USDA’s forecasts in the May WASDE were neutral to bearish for both corn and soybeans, as the industry expected. Although, there were still some slightly surprising numbers that were especially bearish or less bullish than expected.
Starting with corn, 2020/21 production was forecast at a record-high 15.995 billion bushels thanks to yield of 178.5 bushels per acre (bpa) and 89.6 million harvested acres, both record highs, as well. The industry was expecting new-crop area to be 246 million acres lower and yield to be nearly 1 bpa lower.
New-crop corn ending stocks were also forecast by USDA to climb to a new record of about 3.318 billion bushels, up a staggering 58 percent from projected 2019/20 ending stocks of 2.098 billion bushels. The industry estimates for 2019/20 and 2020/21 ending stocks were higher than USDA’s forecast by 180 and 92 million bushels, respectively.

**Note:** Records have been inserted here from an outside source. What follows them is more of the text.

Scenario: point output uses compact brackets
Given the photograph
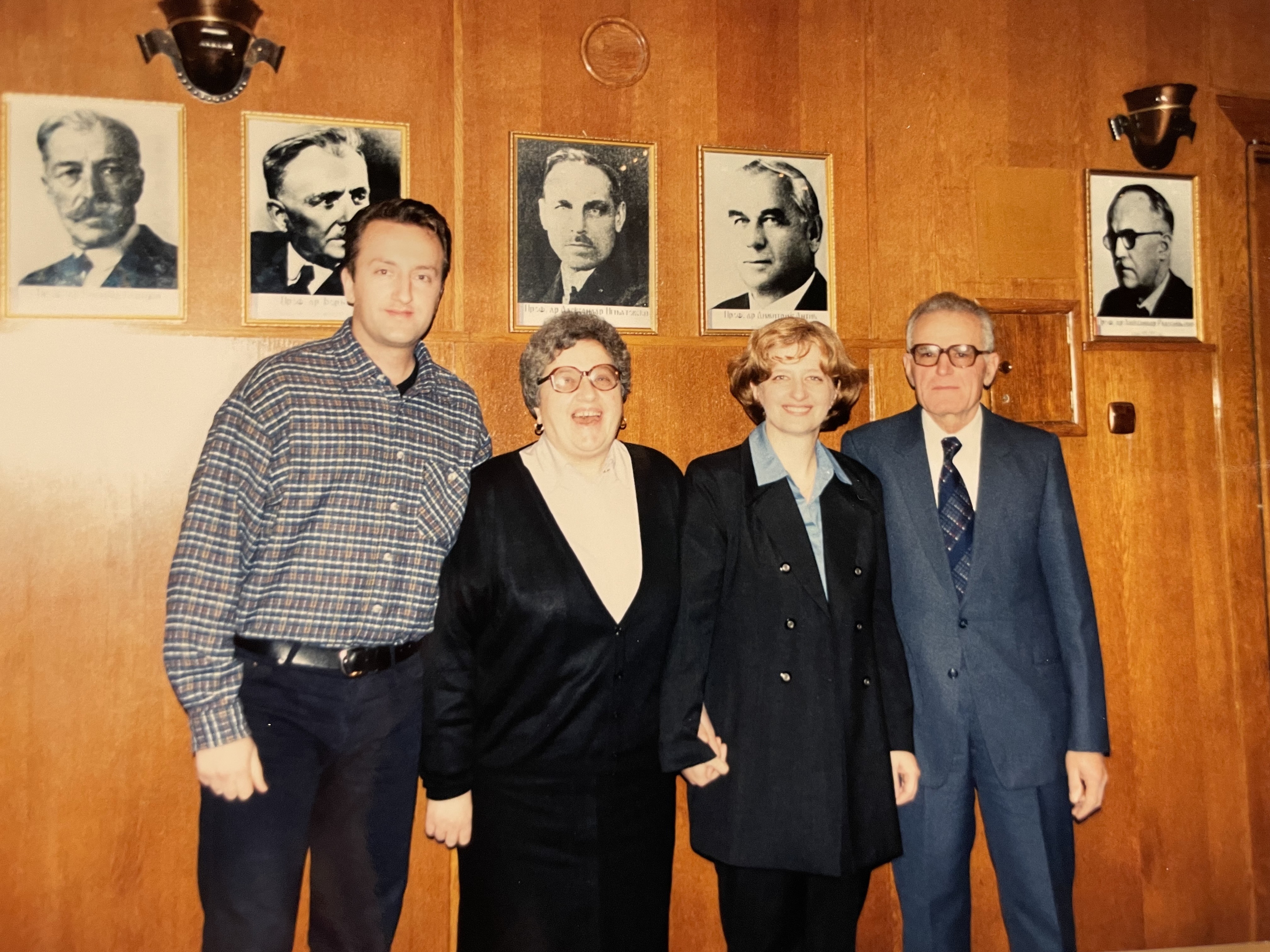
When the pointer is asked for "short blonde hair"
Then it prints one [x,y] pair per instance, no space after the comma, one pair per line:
[755,365]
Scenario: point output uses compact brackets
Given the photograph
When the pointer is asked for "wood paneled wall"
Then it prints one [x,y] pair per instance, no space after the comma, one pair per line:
[934,113]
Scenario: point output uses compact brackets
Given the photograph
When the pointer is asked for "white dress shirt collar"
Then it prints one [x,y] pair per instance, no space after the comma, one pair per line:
[599,517]
[295,263]
[967,460]
[105,259]
[1151,300]
[787,304]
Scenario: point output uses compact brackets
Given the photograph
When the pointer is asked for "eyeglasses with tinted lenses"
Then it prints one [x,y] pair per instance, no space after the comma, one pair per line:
[566,380]
[959,354]
[1128,236]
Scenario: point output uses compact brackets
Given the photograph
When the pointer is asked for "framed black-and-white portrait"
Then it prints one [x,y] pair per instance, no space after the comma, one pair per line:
[766,238]
[583,234]
[304,179]
[94,207]
[1143,249]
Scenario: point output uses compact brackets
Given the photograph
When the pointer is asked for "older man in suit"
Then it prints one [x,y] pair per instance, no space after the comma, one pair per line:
[93,177]
[995,609]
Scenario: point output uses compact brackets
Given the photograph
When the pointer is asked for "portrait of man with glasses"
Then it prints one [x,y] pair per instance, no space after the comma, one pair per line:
[1140,238]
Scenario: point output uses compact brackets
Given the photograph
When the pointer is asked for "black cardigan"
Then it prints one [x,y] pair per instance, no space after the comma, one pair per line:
[526,671]
[811,696]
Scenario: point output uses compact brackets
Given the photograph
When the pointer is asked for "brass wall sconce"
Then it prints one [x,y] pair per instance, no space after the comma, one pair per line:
[211,46]
[1159,116]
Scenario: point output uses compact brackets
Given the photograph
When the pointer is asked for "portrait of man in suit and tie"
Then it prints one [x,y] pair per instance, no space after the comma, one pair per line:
[94,221]
[996,612]
[1146,247]
[766,243]
[582,230]
[305,184]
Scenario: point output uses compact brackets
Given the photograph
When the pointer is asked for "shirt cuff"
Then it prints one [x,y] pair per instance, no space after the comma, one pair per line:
[219,724]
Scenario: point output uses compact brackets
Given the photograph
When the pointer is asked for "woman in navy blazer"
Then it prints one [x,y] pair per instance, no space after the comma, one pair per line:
[787,702]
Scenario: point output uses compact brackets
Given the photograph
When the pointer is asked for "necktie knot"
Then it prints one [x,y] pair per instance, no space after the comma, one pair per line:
[303,281]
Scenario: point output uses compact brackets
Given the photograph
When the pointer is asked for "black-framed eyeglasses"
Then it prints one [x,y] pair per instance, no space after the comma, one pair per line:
[566,380]
[1128,236]
[959,354]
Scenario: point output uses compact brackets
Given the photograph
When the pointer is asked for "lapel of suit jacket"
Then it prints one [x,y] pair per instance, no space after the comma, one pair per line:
[998,473]
[844,516]
[778,516]
[914,475]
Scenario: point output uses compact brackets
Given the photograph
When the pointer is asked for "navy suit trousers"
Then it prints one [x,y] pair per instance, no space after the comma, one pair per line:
[1030,841]
[341,757]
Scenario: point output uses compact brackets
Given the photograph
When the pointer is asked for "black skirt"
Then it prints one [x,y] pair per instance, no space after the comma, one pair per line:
[578,864]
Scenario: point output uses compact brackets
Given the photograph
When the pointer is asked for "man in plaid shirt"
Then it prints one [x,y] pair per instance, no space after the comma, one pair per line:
[328,494]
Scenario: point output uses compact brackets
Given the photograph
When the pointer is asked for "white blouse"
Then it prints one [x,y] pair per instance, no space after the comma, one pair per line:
[599,517]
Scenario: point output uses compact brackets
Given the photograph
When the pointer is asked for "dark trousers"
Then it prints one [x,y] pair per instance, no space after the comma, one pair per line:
[341,760]
[775,910]
[1030,841]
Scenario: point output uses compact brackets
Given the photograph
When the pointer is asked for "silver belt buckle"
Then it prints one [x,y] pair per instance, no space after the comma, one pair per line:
[348,657]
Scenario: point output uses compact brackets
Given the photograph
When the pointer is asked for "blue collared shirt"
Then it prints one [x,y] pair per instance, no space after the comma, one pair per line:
[770,469]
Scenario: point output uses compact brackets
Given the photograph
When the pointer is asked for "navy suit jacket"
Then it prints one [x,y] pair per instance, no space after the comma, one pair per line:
[149,262]
[1024,638]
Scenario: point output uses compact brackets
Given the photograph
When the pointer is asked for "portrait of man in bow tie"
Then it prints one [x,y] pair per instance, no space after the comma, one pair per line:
[93,176]
[305,183]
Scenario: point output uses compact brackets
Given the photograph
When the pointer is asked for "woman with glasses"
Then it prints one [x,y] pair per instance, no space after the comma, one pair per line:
[787,702]
[544,671]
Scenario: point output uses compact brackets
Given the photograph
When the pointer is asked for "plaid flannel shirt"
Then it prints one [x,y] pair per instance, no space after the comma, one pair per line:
[322,509]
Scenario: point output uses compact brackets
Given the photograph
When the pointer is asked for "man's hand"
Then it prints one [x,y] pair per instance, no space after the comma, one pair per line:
[905,774]
[1086,782]
[710,771]
[232,771]
[450,822]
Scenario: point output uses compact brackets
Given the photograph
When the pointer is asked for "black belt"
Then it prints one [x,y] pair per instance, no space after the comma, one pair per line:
[350,662]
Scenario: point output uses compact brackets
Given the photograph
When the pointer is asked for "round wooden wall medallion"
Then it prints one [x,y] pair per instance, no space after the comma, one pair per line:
[615,51]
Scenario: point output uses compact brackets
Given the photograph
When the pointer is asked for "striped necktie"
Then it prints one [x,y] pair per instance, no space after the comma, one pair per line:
[957,517]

USDA increased its corn export forecast for the current market year (MY) to 1.775 billion bushels, up 50 million bushels from the April forecast.
For soybeans, 2020/21 production was forecast by USDA at 4.125 billion bushels, up 16 percent YOY and just below the industry estimate. New-crop yield of 49.8 bpa matched the industry estimate. Crushing for 2020/21 was pegged at a record-high 2.130 billion bushels. New-crop soybean ending stocks are expected to fall 30 percent YOY to 405 million bushels, 27 million bushels below the industry average forecast.
Soybean ending stocks for the current MY are expected to rise to 580 million bushels, up 100 million bushels from the forecast in April. This change is due to 2019/20 exports being lowered by 100 million bushels to 1.675 million bushels.